The blitz of creativity did eventually find a synchronicity. Russell created an original composition played by a live quartet, with Russell manning the violin and a synthesizer to create a creepy, powerful soundscape that turned the Next Act Theatre studio into an otherworldly realm. The quartet was present and lit the entire time, welcoming you to shift your gaze to seek out the source of a particular surge or tremor in the music.

Westbrook, who pored over the Danceworks’ costume archive and repurposed the materials to create new looks for the company, was a crucial contributor. I would say that the dancers’ main look  – tight, patchwork, brown jumpsuits – looked a little clumsy compared to some of the other pieces that were featured throughout the night, including an intricate Victorian dress and archaeopteryx costume that was birdlike without being too obvious. But conceiving of and sewing from-scratch costumes for each company member is a very impressive undertaking.

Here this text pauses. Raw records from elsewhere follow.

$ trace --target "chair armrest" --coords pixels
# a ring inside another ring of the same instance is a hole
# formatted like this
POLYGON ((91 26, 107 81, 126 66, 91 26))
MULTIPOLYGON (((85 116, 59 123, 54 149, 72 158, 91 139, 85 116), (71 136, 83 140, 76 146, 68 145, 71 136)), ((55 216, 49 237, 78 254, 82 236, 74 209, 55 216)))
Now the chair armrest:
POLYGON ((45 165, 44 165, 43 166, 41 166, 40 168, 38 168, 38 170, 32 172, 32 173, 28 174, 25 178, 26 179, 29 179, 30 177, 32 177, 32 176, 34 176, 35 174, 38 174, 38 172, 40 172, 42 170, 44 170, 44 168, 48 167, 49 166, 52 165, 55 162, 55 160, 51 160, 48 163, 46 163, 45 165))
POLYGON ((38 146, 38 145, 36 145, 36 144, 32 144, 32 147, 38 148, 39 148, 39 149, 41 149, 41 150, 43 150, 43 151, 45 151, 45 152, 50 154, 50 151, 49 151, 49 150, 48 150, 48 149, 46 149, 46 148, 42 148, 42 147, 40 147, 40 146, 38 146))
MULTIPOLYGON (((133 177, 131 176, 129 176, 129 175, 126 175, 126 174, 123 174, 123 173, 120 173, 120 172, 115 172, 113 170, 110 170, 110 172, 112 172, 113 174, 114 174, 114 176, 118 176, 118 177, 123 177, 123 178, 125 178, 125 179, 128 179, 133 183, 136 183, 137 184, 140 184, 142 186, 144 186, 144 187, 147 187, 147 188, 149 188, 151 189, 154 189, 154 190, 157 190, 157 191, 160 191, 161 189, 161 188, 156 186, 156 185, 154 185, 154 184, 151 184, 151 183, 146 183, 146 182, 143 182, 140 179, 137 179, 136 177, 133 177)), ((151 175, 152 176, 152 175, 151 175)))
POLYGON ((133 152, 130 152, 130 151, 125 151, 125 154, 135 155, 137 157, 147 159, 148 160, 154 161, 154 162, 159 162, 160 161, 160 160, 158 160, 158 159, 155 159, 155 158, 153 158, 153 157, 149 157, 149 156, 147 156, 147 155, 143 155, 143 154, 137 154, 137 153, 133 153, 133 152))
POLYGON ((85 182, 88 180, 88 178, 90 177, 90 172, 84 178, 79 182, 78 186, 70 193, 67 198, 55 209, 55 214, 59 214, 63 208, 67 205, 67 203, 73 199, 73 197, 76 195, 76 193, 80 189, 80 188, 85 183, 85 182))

Carrying the monumental undertaking was the choreography itself, which ranged from avant-garde runway to quirky soliloquy to full-company moments that required weaving and acrobatics and getting the timing just right. I loved the way the Danceworks company dancers (Melissa Anderson, Alberto Cambra, Kim Johnson, Dani Kuepper, Gina Laurenzi, Christal Wagner, Andrew Zanoni and Liz Zastrow) moved: they’re all wildly athletic, and managed to characterize that strength as masculine in one moment and feminine in the next.

Crucial to tying all of the evening’s ideas together was a runway segment, introducing each of the girls in beautifully crafted wedding gowns. It felt like the most straight-forward and exciting part of the evening – in other portions there may have been too much reaching, too much conceptual confusion. Here at least we could treat it simply as a fashion show, enjoying the score and the visual feast without trying to connect any dots.

I think Danceworks can suffer at times from chopping up its performances into short stories. This work had nine separate titles and sections, and that can become a way to ignore the need for a comprehensive flow. Creativity and collaborators aside, there needs to be that sense of a complete vision unfolding — even if crazily —  in front of you.